Scènes de la vie du clergé/La Conversion de Jeanne/27

CHAPITRE XXVII

Il vint, le jour béni de la délivrance, le triste jour des épouvantements, et, la seconde semaine de mars, le corps fut descendu dans la fosse. Il fut enterré comme il l’avait désiré : il n’y eut point de corbillard, point de voiture de deuil ; son cercueil fut porté par douze de ses plus humbles auditeurs, qui se relayèrent tour à tour. Mais il fut suivi par un long cortège d’amis, de femmes aussi bien que d’hommes.

Lentement, au milieu d’un profond silence, le triste cortège traversa la rue du Verger, où, dix-huit mois auparavant, le vicaire évangélique avait été accueilli par des huées et des sifflets. M. Jérôme et M. Landor étaient les plus âgés d’entre ceux qui portaient les cordons, et, derrière le cercueil, conduite par le cousin de M. Tryan, marchait Jeanne, dans une douleur calme et soumise. Elle ne pouvait penser qu’il fût entièrement séparé d’elle ; le monde invisible était si près ; il renfermait tout ce qui avait remué au profond de son cœur, l’angoisse et la joie.

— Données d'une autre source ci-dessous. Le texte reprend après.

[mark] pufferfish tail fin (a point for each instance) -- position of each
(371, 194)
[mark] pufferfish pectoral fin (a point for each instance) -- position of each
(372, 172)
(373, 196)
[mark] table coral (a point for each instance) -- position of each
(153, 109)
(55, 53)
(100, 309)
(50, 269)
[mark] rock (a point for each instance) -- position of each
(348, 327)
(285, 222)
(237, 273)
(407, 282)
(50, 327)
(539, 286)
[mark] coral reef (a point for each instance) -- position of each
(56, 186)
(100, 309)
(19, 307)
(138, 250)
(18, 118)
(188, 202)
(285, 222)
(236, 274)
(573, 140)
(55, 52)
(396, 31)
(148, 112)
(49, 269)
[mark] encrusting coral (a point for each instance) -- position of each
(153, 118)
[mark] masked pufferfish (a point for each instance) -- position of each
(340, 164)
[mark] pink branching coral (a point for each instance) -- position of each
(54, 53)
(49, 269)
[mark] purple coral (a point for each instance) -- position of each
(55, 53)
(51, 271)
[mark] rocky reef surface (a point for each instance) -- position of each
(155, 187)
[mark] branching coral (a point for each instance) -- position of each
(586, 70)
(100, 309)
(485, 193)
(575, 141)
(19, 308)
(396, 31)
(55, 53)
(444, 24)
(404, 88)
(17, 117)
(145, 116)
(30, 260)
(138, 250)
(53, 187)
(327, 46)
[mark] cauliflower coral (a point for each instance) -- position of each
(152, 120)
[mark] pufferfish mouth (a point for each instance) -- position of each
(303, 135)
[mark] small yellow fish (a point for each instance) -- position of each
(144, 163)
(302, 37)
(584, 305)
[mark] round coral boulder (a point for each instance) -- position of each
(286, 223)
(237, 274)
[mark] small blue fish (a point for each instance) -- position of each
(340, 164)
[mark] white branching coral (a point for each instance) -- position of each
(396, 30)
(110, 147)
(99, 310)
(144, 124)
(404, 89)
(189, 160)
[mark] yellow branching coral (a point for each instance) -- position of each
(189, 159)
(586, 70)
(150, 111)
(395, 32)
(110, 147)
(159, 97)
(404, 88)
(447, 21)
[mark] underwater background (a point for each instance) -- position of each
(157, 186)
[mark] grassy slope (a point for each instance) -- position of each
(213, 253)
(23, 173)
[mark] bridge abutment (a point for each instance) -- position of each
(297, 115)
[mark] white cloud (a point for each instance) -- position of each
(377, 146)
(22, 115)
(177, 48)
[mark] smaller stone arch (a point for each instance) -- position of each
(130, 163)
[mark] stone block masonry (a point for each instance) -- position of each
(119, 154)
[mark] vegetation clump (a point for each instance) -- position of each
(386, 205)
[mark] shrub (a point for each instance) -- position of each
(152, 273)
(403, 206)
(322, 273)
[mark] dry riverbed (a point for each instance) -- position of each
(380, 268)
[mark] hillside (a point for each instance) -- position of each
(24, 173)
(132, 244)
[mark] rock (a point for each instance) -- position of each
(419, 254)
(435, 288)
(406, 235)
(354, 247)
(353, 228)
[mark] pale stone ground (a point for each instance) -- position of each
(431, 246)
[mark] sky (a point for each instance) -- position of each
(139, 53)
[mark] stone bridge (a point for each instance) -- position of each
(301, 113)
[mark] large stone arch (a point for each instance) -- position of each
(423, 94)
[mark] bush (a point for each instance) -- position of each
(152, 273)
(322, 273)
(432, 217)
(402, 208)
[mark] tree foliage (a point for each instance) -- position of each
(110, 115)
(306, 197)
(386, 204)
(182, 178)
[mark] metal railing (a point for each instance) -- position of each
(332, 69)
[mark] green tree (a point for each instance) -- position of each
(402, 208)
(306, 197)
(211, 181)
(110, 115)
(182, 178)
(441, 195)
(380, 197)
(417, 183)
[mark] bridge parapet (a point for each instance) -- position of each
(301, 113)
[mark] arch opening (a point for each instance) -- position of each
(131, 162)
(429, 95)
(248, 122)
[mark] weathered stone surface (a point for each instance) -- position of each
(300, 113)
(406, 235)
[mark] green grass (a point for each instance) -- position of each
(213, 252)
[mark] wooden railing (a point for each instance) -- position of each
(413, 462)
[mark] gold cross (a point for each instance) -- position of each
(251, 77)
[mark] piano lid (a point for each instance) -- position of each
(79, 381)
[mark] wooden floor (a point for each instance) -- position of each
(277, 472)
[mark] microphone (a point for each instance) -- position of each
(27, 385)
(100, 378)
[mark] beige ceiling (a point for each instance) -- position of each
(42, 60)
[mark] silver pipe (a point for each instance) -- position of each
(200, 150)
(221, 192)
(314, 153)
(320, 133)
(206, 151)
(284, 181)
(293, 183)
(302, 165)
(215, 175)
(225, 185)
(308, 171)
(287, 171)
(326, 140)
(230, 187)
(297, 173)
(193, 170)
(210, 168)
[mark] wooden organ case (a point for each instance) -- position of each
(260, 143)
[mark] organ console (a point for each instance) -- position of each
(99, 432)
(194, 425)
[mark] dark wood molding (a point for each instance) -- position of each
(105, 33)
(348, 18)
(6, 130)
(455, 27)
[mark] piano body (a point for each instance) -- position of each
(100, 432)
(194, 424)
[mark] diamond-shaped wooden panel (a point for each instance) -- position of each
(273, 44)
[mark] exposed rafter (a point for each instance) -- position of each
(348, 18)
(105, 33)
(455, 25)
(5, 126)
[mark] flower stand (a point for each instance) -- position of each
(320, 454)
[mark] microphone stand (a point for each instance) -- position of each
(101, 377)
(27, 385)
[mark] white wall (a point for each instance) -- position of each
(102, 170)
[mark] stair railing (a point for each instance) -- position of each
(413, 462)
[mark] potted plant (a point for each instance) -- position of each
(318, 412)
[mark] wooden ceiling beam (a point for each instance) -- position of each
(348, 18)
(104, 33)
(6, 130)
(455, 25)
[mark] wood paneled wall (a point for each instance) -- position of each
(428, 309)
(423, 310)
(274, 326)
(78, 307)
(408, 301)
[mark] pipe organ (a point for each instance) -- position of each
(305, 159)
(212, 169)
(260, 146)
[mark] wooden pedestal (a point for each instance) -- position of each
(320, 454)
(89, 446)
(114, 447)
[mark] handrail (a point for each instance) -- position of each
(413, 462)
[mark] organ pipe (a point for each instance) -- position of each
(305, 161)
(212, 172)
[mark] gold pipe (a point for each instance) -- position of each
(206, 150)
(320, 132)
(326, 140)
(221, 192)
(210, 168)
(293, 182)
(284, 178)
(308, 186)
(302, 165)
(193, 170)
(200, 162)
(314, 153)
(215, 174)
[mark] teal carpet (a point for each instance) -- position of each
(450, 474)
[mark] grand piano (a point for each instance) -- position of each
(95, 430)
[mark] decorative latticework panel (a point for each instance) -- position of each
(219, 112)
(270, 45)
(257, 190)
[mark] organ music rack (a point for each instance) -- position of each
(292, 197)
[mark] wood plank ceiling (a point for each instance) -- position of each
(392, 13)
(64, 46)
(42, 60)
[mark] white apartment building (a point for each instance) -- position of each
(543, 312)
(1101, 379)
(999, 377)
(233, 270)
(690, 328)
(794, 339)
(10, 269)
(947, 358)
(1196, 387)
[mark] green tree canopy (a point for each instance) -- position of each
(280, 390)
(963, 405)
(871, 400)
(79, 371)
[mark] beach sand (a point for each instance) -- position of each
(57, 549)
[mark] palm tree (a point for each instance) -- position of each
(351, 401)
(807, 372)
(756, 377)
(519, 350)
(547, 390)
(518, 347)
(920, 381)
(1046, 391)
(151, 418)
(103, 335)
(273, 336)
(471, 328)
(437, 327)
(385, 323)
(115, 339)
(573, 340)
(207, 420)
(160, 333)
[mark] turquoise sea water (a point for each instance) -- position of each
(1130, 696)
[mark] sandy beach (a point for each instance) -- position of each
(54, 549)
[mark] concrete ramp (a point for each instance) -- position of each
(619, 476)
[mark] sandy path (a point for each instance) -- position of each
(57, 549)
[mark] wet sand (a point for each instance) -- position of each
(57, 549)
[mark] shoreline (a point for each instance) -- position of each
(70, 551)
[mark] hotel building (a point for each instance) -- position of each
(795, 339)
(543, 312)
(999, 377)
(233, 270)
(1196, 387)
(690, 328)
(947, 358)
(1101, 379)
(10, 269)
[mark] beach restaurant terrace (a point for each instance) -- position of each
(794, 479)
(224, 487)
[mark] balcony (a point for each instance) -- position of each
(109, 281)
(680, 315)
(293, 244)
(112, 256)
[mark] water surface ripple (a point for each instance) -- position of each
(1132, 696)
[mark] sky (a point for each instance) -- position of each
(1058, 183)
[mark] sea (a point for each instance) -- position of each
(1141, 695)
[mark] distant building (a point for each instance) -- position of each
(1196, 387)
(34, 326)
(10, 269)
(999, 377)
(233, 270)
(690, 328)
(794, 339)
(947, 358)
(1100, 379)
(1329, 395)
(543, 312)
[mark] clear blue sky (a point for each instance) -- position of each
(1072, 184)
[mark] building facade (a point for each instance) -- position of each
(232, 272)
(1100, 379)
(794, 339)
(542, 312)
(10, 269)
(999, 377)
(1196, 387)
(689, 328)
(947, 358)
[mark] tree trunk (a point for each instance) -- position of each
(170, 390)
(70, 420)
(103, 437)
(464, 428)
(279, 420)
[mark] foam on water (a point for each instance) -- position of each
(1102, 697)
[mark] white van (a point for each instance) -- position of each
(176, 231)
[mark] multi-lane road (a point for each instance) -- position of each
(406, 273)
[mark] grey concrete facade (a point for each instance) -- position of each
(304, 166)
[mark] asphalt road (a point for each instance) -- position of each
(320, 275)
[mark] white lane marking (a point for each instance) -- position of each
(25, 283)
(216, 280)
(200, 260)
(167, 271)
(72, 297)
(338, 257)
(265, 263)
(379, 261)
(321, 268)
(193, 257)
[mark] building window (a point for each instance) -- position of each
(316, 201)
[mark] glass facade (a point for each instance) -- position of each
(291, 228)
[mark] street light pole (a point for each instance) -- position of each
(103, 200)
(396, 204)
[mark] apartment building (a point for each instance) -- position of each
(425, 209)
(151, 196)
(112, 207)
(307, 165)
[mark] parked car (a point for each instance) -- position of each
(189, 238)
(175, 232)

C’était une matinée orageuse, et il avait plu lorsqu’ils quittèrent Holly Mount ; mais, comme ils avançaient, le soleil perça les nuages, qui roulèrent en grandes masses quand ils entrèrent au cimetière et qu’ils entendirent M. Walsh dire : « Je suis la résurrection et la vie ». Les visages ne furent pas indifférents à cette cérémonie ; le service funèbre ne fut point une simple forme. Chaque cœur était rempli du souvenir d’un homme qui, pendant une vie de sacrifice et pendant une pénible agonie, avait été soutenu par la foi vivante qui remplissait son âme.

Lorsque Jeanne quitta le cimetière, elle ne retourna pas à Holly Mount ; elle se rendit à sa maison de la rue du Verger, où sa mère l’attendait. Elle lui dit avec calme : « Faisons le tour du jardin, ma mère ». Et elles en firent le tour en silence, leurs mains entrelacées, regardant les crocus dorés brillant des rayons printaniers. Jeanne sentait en elle un calme profond. Elle ne désirait rien, n’ambitionnait rien. Elle vit les années à venir s’étendre devant elle comme un après-midi d’automne. La vie ne pouvait plus avoir aucune agitation pour elle ; c’était un service de reconnaissance et d’efforts patients. Elle marchait en présence d’un témoin invisible, de l’amour divin qui l’avait sauvée de l’amour humain, qui avait attendu l’éternel repos, jusqu’à ce qu’il eût vu le sien à elle assuré jusqu’à la fin.